Título: Pecadores

Autora: Aislyn Rockbell Matsumoto

Fandom: The Gazette

Gênero: Romance, yaoi, drama, anjos, demônios

Avisos: Estupro, homossexualismo, violência

Classificação: +18

Sinopse: "Vocês estão condenados a nascer e morrer todos os dias. Nunca mais poderão ficar juntos. Sempre que tentarem burlar essa regra, irão sofrer antes de morrerem dolorosamente. Dia após dia".

CAPÍTULO I – PELE DE HUMANO

Acordou aos poucos, sentindo algumas dores pelo corpo, principalmente nas costas, onde antes havia um belo par de asas.

Percebeu que estava deitado no chão frio, abriu os olhos devagar, acostumando-os com a claridade do lugar.

Virou para fitar o teto, se arrependendo no mesmo instante em que suas costas tocaram o piso frio.

Sentou-se com um pouco de dificuldade, olhando ao redor, tentando descobrir onde estava, mas seus olhos pararam no homem desacordado a uma curta distância de si.

Não confiando nas forças de suas pernas, engatinhou até o moreno, parando perto de sua cabeça. Suas roupas continham sangue seco, bem no lugar de onde sairiam suas asas negras.

_ Aoi? – chamou baixinho, levantando a mão para tocá-lo, mas parando ao perceber o que faria – Aoi, acorde!

Como se atendesse ao chamado do loiro, começou a dar sinais que logo despertaria. Levou as mãos à cabeça, sentindo-a latejar um pouco e uma ardência tomar conta de seu corpo.

_ Uruha? – virou o rosto, encontrando o loiro ao seu lado, um singelo sorriso brotando de seus lábios.

_ Como se sente? – perguntou docemente, quase se perdendo na escuridão em seu olhar.
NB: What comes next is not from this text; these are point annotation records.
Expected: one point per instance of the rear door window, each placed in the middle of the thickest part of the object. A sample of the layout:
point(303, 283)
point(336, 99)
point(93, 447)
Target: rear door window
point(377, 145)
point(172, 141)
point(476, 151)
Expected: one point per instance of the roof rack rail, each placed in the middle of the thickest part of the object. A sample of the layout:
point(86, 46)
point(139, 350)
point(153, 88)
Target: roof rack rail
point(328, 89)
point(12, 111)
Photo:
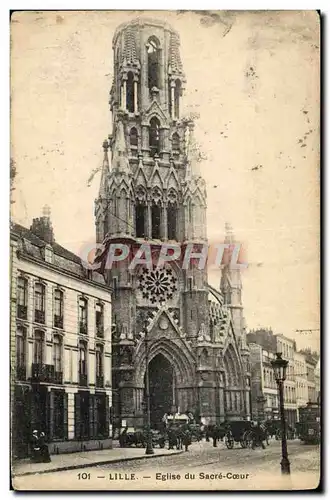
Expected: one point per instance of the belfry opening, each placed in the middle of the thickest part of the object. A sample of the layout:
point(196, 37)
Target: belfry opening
point(152, 189)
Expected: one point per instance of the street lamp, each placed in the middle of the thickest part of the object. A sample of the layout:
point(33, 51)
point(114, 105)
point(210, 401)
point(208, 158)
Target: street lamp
point(261, 400)
point(149, 448)
point(279, 366)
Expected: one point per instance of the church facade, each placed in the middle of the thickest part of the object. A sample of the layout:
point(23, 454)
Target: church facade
point(190, 334)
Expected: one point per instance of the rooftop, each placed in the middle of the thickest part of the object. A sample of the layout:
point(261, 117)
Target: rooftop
point(34, 246)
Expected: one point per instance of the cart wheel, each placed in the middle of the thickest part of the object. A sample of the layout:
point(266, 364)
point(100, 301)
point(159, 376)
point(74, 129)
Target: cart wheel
point(229, 441)
point(248, 439)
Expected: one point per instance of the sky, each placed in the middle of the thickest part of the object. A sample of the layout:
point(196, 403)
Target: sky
point(253, 80)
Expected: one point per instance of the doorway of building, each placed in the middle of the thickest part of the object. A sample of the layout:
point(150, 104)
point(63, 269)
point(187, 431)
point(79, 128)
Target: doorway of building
point(161, 382)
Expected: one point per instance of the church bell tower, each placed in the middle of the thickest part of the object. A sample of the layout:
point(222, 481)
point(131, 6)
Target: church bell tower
point(152, 192)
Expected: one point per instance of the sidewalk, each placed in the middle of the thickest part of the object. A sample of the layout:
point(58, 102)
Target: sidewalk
point(69, 461)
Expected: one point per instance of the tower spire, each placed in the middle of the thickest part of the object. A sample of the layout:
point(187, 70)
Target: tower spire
point(120, 157)
point(193, 168)
point(105, 170)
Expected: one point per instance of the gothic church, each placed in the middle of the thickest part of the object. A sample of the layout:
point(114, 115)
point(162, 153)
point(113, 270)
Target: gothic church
point(152, 191)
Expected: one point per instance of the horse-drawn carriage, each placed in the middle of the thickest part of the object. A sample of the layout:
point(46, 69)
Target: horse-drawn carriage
point(239, 431)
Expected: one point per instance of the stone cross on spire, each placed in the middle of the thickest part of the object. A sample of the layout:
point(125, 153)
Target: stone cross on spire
point(105, 170)
point(46, 212)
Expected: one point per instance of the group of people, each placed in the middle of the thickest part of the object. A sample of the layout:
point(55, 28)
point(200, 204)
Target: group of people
point(39, 447)
point(179, 437)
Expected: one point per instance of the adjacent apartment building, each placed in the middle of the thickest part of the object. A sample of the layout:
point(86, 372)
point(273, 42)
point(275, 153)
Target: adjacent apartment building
point(60, 345)
point(302, 377)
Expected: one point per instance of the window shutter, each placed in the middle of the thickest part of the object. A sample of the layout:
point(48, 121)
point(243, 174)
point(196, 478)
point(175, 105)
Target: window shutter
point(91, 415)
point(65, 415)
point(108, 416)
point(77, 423)
point(50, 415)
point(96, 416)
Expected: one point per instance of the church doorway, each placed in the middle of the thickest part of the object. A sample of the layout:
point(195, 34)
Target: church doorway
point(161, 383)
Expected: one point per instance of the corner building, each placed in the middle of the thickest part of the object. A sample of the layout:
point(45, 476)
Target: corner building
point(152, 191)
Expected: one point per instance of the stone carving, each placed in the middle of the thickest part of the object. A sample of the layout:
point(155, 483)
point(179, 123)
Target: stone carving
point(157, 285)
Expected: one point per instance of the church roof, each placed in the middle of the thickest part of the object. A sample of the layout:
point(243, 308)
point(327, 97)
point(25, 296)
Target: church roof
point(33, 246)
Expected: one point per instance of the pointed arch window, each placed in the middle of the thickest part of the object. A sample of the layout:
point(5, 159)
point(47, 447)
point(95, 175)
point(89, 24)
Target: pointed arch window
point(133, 139)
point(58, 308)
point(154, 136)
point(21, 353)
point(176, 143)
point(130, 92)
point(153, 54)
point(39, 302)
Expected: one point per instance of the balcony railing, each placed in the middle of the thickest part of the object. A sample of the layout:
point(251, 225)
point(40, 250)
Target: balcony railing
point(21, 372)
point(82, 327)
point(21, 311)
point(83, 379)
point(39, 316)
point(58, 321)
point(46, 373)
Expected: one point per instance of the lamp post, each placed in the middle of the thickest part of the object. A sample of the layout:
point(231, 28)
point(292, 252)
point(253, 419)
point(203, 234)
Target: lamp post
point(279, 366)
point(261, 400)
point(149, 448)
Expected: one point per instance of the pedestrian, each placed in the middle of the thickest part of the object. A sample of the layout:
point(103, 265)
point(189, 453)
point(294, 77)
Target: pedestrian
point(186, 439)
point(44, 451)
point(35, 446)
point(171, 438)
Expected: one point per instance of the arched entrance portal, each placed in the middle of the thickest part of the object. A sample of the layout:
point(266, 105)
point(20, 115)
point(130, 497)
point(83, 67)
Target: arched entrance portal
point(161, 383)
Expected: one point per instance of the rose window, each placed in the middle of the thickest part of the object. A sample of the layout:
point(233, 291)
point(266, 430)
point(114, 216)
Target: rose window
point(157, 285)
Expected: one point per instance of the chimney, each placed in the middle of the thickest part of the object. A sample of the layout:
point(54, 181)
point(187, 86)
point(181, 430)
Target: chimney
point(42, 226)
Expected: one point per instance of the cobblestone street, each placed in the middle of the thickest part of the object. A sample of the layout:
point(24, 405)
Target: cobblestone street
point(202, 467)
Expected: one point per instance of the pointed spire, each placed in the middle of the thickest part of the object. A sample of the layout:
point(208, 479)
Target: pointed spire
point(105, 170)
point(193, 167)
point(120, 151)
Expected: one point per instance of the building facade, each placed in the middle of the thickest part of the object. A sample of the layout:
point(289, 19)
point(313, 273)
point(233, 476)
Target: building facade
point(60, 345)
point(302, 378)
point(152, 192)
point(287, 347)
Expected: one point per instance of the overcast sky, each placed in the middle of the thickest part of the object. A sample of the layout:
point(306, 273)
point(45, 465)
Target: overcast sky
point(253, 78)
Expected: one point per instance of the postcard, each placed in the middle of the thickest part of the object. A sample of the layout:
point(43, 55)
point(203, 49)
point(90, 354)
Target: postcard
point(164, 250)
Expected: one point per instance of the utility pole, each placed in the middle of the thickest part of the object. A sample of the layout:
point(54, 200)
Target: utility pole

_ Dolorido, mas bem. – falou roucamente, tentando se sentar.

_ Agora que acordaram, podemos conversar com mais calma. – as atenções foram voltadas para o moreninho sentado num pequeno sofá no centro do cômodo, sustentando um pequeno sorriso.

_ Seu desgraçado! – Aoi levantou-se rapidamente e partiu para cima de Kai. Teria acertado-o, se uma dor aguda não o tivesse derrubado no chão – Argh!

_ Aoi! – o loiro caminhou até seu lado, visando erguê-lo, mas parando no mesmo instante – Você está ferido, não pode se esforçar.

_ Dói... – gemeu baixinho, encolhendo o corpo.

_ Vocês agora são humanos e como tal, terão nomes de família, documentos e uma história. – levantou-se calmamente do sofá, andou a passos firmes até o moreno erguendo-o facilmente como se levantasse uma pluma, logo o depositando onde estava sentado – Precisarão trabalhar, pagar contas, fazer compras. A casa não se manterá e não cuidará de vocês sozinha. Nesta pasta – que surgiu em suas mãos – têm alguns dados que lhes serão úteis. Concedi a vocês o direito de ficarem juntos. A única regra é: não se toquem. Nunca! Vocês sabem que as conseqüências podem ser terríveis.

E assim como apareceu na sala, desapareceu num piscar de olhos.

_ É isso que ele chama de conversar? – murmurou o moreno – Foi mais um monólogo.

Uruha caminhou até o sofá, pegando a pasta no chão e sentando-se na ponta do móvel, tomando cuidado exagerado para não encostar no outro.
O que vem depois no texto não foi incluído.